Stalling Economic Growth Driven by Uncertainty
The U.S. economy is facing a period of deceleration due to aggressive and dynamic trade policies, fiscal instability, and continued disruptions to the labor market. Tariffs, for example, which are currently around a 15% effective rate, are increasing costs across trade-related sectors and inhibiting temporary staffing hours growth as a result. While U.S. economic and political uncertainty has subsided somewhat since Q1 of 2025, it remains a direct influence on the state of the economy as geopolitical tensions have yet to ease. Experiencing similar volatility, the strength of the labor market has been dynamic throughout the year and is not expected to last as both unemployment and inflation are on pace to exceed a 4% seasonally-adjusted annual rate by year-end.
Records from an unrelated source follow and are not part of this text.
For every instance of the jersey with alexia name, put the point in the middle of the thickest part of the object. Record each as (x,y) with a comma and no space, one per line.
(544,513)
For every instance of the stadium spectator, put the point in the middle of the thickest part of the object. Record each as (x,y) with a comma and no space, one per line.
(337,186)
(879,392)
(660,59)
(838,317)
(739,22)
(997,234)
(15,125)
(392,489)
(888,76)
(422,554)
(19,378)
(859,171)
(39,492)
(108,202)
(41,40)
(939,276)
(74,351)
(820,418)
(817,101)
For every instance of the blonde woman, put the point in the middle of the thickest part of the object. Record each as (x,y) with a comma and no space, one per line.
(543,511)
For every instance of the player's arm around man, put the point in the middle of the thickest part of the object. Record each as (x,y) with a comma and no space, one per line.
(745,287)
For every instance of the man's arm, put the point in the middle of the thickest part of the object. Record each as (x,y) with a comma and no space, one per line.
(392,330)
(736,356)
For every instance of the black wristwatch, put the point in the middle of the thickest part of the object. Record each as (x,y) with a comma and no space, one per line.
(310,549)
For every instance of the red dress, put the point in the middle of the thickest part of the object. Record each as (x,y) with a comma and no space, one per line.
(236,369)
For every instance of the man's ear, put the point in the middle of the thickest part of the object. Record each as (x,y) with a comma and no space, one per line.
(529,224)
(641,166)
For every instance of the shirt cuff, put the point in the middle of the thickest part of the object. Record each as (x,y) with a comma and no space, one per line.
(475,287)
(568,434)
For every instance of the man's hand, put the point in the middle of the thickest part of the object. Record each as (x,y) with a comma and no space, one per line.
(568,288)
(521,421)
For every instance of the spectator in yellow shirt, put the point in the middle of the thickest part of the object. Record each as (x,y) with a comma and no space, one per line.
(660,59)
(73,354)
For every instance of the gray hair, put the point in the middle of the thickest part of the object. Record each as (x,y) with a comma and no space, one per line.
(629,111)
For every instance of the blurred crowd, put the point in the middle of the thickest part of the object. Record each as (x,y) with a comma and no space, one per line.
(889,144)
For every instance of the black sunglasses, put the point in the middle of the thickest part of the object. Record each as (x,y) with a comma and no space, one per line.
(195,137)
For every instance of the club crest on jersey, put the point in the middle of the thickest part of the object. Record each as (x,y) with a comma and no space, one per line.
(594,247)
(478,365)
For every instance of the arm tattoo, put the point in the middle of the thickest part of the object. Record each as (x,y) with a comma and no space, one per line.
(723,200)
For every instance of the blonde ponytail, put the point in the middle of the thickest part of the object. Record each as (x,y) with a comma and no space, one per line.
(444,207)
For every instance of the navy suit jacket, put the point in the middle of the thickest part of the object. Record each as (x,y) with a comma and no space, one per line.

Subtle Bounce Back Anticipated in 2026
Industry experts remain optimistic that some degree of bounce back is likely in 2026, primarily driven by the stabilization of U.S. policy following a turbulent 2025. A conservative 2% growth in the U.S. Staffing market size is predicted for next year, with a similar trajectory assumed for 2027-2030. Annual wage growth in temporary staffing, paired with the growth of outsourcing services such as SOW consulting, independent contractors, and staffing platform technologies, is anticipated to offset volume declines in staffing hours. GDP growth, which is anticipated to remain between 1-2% in 2026, is another indicator of the subtle growth forecasted across the Human Capital Management space as the U.S. labor market begins to stabilize.